Hacker News new | ask | show | jobs
by Kenji 3498 days ago
Unicode URLs are the devil. Too many indistinguishable characters. URLs should stay full ASCII imho. And I say that as someone whose language requires non-ASCII symbols.

Or, in Bruce Schneier's words: "Unicode is just too complex to ever be secure."

1 comments

But think about the poor underrepresented folks using foreign character sets?

You really need to support this 'sub café {} café()' => Undefined subroutine café in your friendly and social programming language, otherwise you will be accused of discrimination. Of course the two é are not normalized.

Which unicode-friendly language does really check for mixed script confusables? Java only is my guess. Even perl6 falls into this trap.

http://unicode.org/reports/tr39/#Mixed_Script_Confusables

When it is just accents, it's ok.
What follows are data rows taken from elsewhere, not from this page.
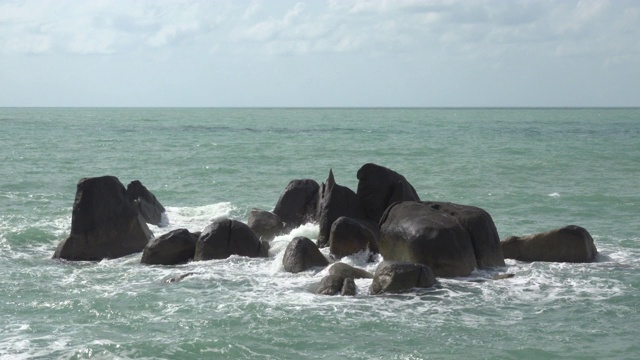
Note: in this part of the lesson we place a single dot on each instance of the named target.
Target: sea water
(532, 169)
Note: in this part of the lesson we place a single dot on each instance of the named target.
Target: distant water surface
(532, 169)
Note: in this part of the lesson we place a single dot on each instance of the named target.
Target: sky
(335, 53)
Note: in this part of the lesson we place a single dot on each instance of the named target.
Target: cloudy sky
(320, 53)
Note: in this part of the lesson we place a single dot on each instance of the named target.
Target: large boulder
(104, 223)
(335, 201)
(148, 206)
(226, 237)
(481, 229)
(568, 244)
(451, 239)
(175, 247)
(350, 236)
(302, 254)
(297, 203)
(379, 187)
(395, 277)
(265, 224)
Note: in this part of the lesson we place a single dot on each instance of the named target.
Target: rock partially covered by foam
(348, 271)
(350, 236)
(226, 237)
(395, 277)
(451, 239)
(104, 223)
(302, 254)
(175, 247)
(567, 244)
(265, 224)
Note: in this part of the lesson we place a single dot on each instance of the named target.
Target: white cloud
(412, 44)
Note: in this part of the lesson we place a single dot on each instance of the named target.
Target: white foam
(193, 218)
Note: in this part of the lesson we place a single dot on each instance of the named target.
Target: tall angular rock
(297, 203)
(104, 223)
(148, 206)
(379, 187)
(335, 201)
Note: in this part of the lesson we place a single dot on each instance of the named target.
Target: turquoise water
(531, 169)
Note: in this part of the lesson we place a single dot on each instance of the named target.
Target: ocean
(532, 169)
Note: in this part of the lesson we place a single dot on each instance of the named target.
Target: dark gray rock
(176, 278)
(481, 229)
(175, 247)
(104, 223)
(379, 187)
(330, 285)
(568, 244)
(348, 287)
(347, 271)
(395, 277)
(350, 236)
(451, 239)
(148, 206)
(335, 201)
(297, 203)
(302, 254)
(226, 237)
(265, 224)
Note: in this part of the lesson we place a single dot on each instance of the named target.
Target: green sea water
(532, 169)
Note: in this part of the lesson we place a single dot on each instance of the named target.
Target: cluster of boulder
(418, 240)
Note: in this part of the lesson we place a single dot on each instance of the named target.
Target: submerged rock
(347, 271)
(395, 277)
(225, 237)
(302, 254)
(350, 236)
(265, 224)
(175, 247)
(568, 244)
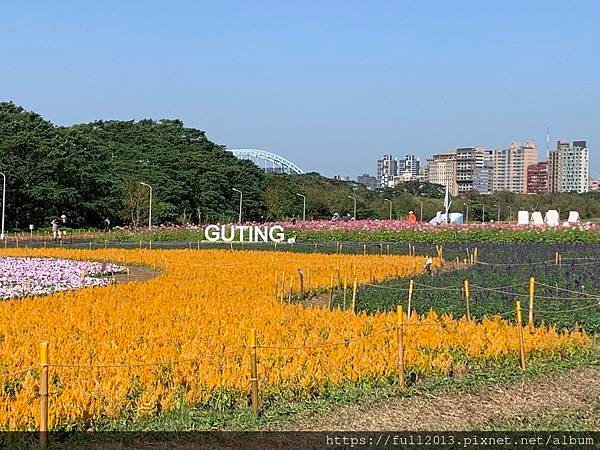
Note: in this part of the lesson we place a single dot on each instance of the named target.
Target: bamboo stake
(521, 338)
(301, 272)
(531, 295)
(400, 347)
(253, 370)
(345, 289)
(44, 360)
(354, 295)
(331, 292)
(410, 291)
(467, 299)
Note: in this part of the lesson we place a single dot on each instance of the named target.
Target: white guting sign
(244, 233)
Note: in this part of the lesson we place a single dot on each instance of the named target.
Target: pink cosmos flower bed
(40, 276)
(404, 225)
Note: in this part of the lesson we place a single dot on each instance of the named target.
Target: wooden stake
(44, 360)
(253, 370)
(521, 338)
(411, 284)
(331, 292)
(531, 295)
(345, 289)
(301, 272)
(400, 329)
(354, 295)
(467, 299)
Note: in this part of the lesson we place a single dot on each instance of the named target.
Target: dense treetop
(94, 170)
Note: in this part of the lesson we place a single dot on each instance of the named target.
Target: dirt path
(551, 395)
(136, 273)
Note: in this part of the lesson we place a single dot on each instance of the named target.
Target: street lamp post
(388, 200)
(303, 206)
(150, 205)
(241, 197)
(3, 203)
(353, 198)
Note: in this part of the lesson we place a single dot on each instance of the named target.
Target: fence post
(301, 272)
(521, 339)
(400, 329)
(411, 284)
(354, 296)
(531, 294)
(44, 394)
(331, 292)
(345, 289)
(467, 299)
(253, 370)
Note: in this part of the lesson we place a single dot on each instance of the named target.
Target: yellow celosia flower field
(135, 349)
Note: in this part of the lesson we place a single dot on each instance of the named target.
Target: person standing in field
(56, 231)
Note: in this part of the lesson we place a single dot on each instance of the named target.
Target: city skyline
(514, 168)
(328, 86)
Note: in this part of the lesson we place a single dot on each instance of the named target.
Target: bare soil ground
(573, 394)
(137, 273)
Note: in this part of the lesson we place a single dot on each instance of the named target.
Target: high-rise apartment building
(387, 169)
(367, 180)
(411, 165)
(537, 178)
(568, 167)
(467, 160)
(483, 174)
(510, 166)
(441, 169)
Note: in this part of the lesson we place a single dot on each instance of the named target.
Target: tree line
(94, 171)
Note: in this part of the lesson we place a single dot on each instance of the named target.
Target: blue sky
(331, 85)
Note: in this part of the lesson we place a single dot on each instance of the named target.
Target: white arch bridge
(269, 161)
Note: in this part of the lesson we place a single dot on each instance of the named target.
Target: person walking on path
(56, 231)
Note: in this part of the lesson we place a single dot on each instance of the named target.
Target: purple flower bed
(39, 276)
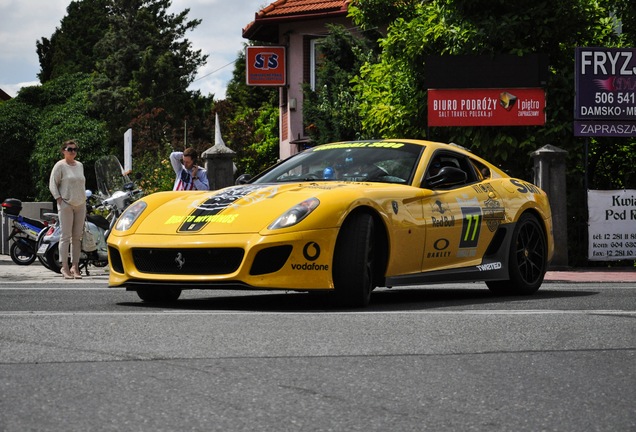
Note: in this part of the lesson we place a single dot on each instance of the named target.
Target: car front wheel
(528, 259)
(354, 261)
But when your users have a language that uses à radically different alphabet, sometimes they can't even read Latin transliterations.
agree. but then you need to declare your exoting encoding somehow, such as in perl via use encoding 'greek'; and then the parser does not need to guess about mixed scripts encodings on every identifier. there's only latin and greek valid, everything else invalid.

how many languages even check for mixed script confusables? for dynamic languages this check is much too expensive, but they are leading the "good cause", allowing everything, and checking nothing.